Advanced Speech SDK Controls
  • 07 Jun 2024
  • 5 Minutes to read
  • Contributors
  • Dark
    Light

Advanced Speech SDK Controls

  • Dark
    Light

Article summary

Advanced Controls

The Vuzix Speech Recognition engine has advanced controls described here. These have been expanded since the initial SDK was released. All features here require the Vuzix Speech SDK version 1.4, and M300 or M300XL running version 1.3 or higher.

Enabling and Disabling Speech Recognition

The Vuzix Speech SDK will listen for the trigger phrase "Hello Vuzix" whenever Vuzix Speech Recognition is enabled in the Settings menu. When Speech Recognition is disabled, the microphone icon in the notification bar is grayed-out. When Speech Recognition is enabled, the microphone icon becomes outlined.

The speech recognizer has global commands, such as "go home" and "flashlight on" that are processed in any application. The recognizer also supports custom vocabulary that is processed by each individual application.

It is possible for an application to rely on custom voice commands to perform essential tasks. In this scenario, it would be an unwanted burden to require the user to navigate to the system Settings menu. Instead the Vuzix Speech Recognition may be programatically enabled from within an application.

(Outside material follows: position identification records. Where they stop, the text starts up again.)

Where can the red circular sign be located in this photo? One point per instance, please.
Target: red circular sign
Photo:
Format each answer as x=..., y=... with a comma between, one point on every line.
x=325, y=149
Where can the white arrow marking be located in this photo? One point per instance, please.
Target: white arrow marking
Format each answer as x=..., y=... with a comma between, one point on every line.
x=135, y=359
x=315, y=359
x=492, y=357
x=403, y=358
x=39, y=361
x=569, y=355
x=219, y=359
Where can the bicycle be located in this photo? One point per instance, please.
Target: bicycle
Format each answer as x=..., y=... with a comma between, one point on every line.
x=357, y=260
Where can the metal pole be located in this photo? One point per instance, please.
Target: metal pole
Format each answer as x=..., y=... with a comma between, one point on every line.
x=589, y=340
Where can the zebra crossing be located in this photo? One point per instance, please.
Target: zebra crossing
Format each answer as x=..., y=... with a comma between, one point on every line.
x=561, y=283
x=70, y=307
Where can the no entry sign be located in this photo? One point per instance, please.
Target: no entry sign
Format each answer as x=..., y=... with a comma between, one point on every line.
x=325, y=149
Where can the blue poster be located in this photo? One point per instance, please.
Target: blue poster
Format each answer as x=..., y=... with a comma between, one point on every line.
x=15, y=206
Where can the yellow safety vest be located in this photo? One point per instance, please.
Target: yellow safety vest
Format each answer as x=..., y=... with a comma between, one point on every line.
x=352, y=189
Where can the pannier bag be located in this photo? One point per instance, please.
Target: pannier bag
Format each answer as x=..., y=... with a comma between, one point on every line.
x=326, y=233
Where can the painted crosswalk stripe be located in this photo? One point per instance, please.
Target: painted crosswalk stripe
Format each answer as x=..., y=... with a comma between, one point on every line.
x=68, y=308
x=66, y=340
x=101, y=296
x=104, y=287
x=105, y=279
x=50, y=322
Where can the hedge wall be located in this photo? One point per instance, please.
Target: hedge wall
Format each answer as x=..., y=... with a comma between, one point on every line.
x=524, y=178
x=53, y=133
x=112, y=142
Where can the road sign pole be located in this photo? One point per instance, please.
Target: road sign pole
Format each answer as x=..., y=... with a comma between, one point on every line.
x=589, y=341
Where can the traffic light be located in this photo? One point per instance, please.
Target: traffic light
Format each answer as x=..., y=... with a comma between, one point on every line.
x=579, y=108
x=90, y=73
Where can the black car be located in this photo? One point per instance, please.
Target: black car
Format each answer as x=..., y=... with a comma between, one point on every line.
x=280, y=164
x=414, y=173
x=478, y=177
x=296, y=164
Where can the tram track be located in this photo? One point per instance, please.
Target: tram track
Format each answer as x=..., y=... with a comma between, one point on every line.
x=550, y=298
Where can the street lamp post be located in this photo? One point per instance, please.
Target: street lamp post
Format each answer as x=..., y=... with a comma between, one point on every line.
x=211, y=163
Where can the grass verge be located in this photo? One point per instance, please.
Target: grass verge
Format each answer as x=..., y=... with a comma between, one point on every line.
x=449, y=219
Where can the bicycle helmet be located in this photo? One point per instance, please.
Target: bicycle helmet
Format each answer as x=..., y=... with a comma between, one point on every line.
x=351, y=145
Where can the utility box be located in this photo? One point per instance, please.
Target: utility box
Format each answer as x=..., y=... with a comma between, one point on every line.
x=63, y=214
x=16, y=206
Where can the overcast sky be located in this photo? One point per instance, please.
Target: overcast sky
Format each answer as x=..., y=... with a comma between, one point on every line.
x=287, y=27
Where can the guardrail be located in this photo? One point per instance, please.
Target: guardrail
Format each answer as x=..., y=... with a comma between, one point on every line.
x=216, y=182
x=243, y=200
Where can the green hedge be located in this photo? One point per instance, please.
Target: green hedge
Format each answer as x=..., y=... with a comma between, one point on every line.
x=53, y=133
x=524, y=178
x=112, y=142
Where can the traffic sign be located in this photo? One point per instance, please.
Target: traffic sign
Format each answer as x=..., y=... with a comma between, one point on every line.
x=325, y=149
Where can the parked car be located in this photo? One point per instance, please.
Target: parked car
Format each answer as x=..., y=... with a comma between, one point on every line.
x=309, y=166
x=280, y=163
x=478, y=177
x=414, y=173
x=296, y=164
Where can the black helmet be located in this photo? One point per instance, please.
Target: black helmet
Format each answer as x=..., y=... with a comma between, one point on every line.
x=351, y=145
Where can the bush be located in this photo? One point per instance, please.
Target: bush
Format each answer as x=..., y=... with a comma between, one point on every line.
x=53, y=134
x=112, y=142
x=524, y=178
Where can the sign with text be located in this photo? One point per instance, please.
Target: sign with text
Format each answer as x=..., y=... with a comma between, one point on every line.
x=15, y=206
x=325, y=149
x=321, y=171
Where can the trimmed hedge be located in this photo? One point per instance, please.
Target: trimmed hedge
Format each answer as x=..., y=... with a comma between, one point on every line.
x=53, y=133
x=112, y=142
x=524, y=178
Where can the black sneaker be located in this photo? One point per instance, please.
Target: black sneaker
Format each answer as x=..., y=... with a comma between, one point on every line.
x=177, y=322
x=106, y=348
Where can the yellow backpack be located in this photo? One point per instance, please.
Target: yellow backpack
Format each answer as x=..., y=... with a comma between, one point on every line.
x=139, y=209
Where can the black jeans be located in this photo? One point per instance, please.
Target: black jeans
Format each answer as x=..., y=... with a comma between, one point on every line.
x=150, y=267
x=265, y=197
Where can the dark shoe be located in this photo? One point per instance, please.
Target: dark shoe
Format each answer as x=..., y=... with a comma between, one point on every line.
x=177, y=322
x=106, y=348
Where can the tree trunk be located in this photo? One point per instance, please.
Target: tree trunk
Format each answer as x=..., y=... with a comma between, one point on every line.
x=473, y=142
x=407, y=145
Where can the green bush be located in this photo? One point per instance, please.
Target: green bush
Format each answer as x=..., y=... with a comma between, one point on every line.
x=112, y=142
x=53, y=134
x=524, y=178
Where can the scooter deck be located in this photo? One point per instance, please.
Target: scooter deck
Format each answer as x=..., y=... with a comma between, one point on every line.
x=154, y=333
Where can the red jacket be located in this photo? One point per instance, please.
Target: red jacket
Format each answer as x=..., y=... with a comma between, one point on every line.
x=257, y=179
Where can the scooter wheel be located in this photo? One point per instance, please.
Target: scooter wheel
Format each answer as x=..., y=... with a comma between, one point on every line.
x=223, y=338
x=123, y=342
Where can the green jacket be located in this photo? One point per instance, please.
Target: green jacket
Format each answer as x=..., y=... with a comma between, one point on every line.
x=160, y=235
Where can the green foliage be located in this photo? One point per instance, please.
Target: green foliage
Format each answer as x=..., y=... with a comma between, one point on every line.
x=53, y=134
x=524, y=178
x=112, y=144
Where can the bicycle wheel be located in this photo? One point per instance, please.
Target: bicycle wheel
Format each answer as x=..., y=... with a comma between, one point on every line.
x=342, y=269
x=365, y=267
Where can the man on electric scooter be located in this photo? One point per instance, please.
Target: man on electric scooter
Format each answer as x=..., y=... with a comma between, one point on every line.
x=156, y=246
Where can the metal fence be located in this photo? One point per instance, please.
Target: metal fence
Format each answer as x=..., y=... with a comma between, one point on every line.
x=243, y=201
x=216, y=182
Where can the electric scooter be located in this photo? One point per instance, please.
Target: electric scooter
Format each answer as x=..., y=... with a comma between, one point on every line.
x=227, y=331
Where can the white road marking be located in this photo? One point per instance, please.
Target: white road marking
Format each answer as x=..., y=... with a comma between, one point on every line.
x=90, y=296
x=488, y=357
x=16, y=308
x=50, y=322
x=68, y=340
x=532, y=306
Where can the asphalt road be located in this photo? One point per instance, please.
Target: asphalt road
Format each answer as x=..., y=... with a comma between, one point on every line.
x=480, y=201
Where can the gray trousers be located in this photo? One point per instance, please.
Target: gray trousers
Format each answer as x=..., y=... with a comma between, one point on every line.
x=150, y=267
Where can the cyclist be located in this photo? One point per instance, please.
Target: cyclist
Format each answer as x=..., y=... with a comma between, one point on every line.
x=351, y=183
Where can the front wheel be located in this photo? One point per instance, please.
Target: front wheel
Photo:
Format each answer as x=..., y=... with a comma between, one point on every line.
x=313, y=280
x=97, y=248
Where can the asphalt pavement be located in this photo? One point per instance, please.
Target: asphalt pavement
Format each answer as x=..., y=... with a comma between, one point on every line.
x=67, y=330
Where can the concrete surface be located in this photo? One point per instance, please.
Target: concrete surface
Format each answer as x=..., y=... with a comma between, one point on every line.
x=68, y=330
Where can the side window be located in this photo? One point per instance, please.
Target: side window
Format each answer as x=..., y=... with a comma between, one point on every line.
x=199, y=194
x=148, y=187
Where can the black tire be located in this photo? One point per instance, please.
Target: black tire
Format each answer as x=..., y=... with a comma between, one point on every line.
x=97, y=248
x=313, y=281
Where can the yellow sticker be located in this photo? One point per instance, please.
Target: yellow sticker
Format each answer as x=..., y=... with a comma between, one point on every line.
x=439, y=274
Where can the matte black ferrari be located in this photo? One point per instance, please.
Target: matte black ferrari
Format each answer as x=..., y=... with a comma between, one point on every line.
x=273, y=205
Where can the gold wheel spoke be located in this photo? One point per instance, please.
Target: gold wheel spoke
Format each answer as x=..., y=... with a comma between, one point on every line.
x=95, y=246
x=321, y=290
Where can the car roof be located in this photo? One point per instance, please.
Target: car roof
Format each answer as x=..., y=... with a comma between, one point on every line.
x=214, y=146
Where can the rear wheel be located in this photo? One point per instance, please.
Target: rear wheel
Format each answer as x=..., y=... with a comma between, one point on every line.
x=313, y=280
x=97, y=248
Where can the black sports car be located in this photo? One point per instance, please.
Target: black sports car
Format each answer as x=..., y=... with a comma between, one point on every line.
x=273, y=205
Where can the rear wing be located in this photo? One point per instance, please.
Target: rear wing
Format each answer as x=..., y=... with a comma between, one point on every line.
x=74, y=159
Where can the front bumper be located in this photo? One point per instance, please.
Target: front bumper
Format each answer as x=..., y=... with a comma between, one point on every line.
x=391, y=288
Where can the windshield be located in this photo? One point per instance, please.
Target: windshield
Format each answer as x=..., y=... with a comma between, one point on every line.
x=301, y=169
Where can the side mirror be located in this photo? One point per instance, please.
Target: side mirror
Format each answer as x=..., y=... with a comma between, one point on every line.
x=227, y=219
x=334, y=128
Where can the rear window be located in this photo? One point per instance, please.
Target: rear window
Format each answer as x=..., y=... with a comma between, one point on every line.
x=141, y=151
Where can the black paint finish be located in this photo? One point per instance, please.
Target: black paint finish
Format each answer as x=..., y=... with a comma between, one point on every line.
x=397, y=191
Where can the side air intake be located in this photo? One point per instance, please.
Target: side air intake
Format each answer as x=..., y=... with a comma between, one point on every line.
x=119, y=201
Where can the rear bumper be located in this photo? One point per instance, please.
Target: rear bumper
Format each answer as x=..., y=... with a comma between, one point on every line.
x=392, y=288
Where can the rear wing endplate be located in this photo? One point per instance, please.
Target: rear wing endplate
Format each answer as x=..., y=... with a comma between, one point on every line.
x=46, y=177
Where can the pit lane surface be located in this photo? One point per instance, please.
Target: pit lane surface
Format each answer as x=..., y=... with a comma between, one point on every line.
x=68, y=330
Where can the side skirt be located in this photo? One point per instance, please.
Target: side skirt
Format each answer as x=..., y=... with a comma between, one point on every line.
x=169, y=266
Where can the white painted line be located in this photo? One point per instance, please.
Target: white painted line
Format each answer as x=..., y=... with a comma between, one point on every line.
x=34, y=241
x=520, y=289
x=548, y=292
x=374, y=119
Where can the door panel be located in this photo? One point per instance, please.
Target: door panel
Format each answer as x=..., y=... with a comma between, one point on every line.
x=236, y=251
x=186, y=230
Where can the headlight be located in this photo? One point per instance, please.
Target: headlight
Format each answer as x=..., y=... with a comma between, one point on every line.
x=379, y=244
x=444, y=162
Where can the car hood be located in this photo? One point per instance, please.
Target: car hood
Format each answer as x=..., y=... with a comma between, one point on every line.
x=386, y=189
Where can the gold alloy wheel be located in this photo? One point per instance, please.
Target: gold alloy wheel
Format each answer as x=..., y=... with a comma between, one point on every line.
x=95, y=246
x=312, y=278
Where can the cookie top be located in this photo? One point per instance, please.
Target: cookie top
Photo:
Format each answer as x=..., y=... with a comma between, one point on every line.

import com.vuzix.sdk.speechrecognitionservice.VuzixSpeechClient;
try {
	VuzixSpeechClient.EnableRecognizer(getApplicationContext(), true);
}
catch(NoClassDefFoundError e) {
	// This device does not implement the Vuzix Speech SDK
	// todo: Implelment error recovery
}

This method is static. Passing the the optional context parameter allows the proper user permissions to be applied, and is recommended for robustness.

The recognizer may be similarly disabled via code during times when false detection would impair the application behavior.

VuzixSpeechClient.EnableRecognizer(getApplicationContext(), false);

Once Vuzix Speech Recognition is disabled, the notification bar icon is grayed-out, and the phrase "Hello Vuzix" will no longer trigger speech recognition.

It is safe to set the Speech Recognition to the existing state, so there is no need to query the state before enabling or disabling Vuzix Speech Recognition. Simply specify the desired state. However, if you want to display the current enabled/disabled state you can query it using isRecognizerEnabled(). This value is not changed by the system while your application is active so the appropriate place for this query is your activity onResume().

bool mSpeechEnabled; 
@Override protected void onResume() {
	super.onResume();
	mSpeechEnabled = VuzixSpeechClient.isRecognizerEnabled(this);
	// todo: update status to user showing state of mSpeechEnabled
}

Triggering the Speech Recognizer

When Speech Recognition is enabled, the recognizer remains in a low-power mode listening only for the trigger phrase, "Hello Vuzix". Once this is heard, the recognizer wakes and becomes active. This state is indicated by the microphone icon in the notification bar becoming fully filled. While active, all audio data is scanned for known phrases.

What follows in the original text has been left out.